O Regresso dos Heróis*
Por
Domingos Gonçalves
(Ex-Alf Mil da CCAÇ 1546/BCAÇ 1887)
DEDICATÓRIA
A todos os colegas da CCAÇ 1546 do BCaç 1887
IV - O ÚLTIMO AZAR
Dia 14
Ao alvorecer o Alfange encostou ao cais de Binta e todo o pessoal foi autorizado a desembarcar. Depois de uma noite sem dormir, passada no rio, sair do barco foi um grande alívio. Ao sentirmos sob os nossos pés terra firme todos sentimos um grande alívio, um alívio enorme, que só as pessoas que algum dia tiveram a sensação de insegurança que nós tivemos durante a noite, poderão calcular.
Pelas doze horas, um Cabo da Companhia de Caçadores N.º 1546, o Cabiço, pegou numa granada de “rocket”, que estava abandonada, sem quaisquer condições de segurança, para a mostrar a um colega da Companhia de Comando e Serviços. Depois, atirou-a ao chão, ou ela caiu-lhe, e a granada explodiu com toda a violência. O Primeiro Cabo sofreu ferimentos mortais, tendo sucumbido ao fim de poucos minutos, enquanto que os dois outros colegas sofreram ferimentos menos graves e foram evacuados para Bissau de helicóptero. Chama-se a isto o azar do último dia... A morte a chegar quando já ninguém espera por ela...
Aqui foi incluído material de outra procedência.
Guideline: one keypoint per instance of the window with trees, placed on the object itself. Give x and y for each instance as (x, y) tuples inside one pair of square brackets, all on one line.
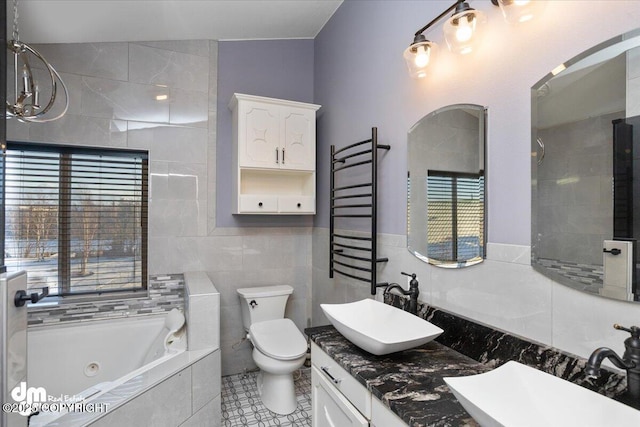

Impressionante fatalidade... Iniciámos a viagem cheios de esperança, e o destino obrigou-nos, inesperadamente, a regressar ao ponto de partida... Era a morte que ficava faminta, desdentada e emagrecida, se não tivéssemos vindo outra vez ao seu encontro, para desta forma lhe saciarmos o apetite. E quantas vidas ela ceifará ainda, assim rudemente, de entre aqueles que vieram agora ocupar o espaço que deixámos livre!
Esta morte é apenas o resultado da imprudência e do desleixo do nosso chefe. Quantas vezes lhe foi dito:
- Capitão... Mande retirar dali aqueles explosivos... Qualquer dia assiste-se aqui a um acidente... Até o seu cachorro pode causar ali uma explosão...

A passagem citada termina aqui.